To resolve these issues IDEXX approached me to create a custom typeface. The goal was to retain the human, light-hearted, bouncy nature of the original typeface but improve the legibility. The primary reason the placeholder typeface was difficult to read was that it used high contrast letterforms with hairline serifs. The density of the 3-D effect overwhelmed the thin strokes of the letter. To solve this I suggested using a san-serif design with medium stroke contrast. This would reduce the clutter between letters and create a better balance between the 3-D effect and negative space inside the letter outlines.

Full alphabet and figures in custom font (Inside Voice)

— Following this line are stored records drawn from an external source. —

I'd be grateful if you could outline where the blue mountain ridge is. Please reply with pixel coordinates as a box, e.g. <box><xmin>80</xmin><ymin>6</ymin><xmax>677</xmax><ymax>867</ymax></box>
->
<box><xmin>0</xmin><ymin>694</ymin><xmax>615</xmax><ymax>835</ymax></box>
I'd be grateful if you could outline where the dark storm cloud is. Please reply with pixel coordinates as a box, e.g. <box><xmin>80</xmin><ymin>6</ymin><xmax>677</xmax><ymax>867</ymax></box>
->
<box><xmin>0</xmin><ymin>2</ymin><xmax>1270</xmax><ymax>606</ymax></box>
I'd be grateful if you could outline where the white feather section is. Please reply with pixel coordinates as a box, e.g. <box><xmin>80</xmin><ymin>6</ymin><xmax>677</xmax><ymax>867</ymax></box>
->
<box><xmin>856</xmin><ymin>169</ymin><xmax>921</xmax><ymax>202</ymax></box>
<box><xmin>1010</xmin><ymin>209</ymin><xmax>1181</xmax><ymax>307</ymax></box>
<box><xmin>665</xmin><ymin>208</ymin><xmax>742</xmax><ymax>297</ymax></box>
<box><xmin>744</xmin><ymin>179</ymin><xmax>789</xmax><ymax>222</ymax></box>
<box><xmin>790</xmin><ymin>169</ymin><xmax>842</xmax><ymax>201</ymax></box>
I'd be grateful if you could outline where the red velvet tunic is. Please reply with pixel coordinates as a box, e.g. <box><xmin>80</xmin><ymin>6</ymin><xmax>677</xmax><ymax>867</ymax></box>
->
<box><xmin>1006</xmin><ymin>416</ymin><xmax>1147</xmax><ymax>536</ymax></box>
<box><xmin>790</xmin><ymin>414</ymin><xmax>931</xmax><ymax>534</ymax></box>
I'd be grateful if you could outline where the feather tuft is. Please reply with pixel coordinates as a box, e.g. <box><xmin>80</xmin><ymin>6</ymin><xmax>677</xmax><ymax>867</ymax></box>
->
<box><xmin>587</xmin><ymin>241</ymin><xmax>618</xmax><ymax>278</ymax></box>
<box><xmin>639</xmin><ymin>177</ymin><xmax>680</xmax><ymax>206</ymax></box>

Full alphabet and figures in custom font (Inside Voice)

Detailed view

Detailed view

Pushing the Concept

Commissioning a typeface with hand-drawn letters makes much more sense than illustrating each individual headline over a period of years. The drawback, however, is that a typeface of hand-drawn letters doesn't do enough to give off the organic human feel that was desired. This is because the letters repeat. To remedy this, I proposed that we add a variety of alternates for the most commonly occurring letters and pseudo-randomly substitute them in using the contextual alternate OpenType feature. The feature was coded to prevent the same alternate from appearing in close proximity to itself thus adding the variation needed to feel more hand produced.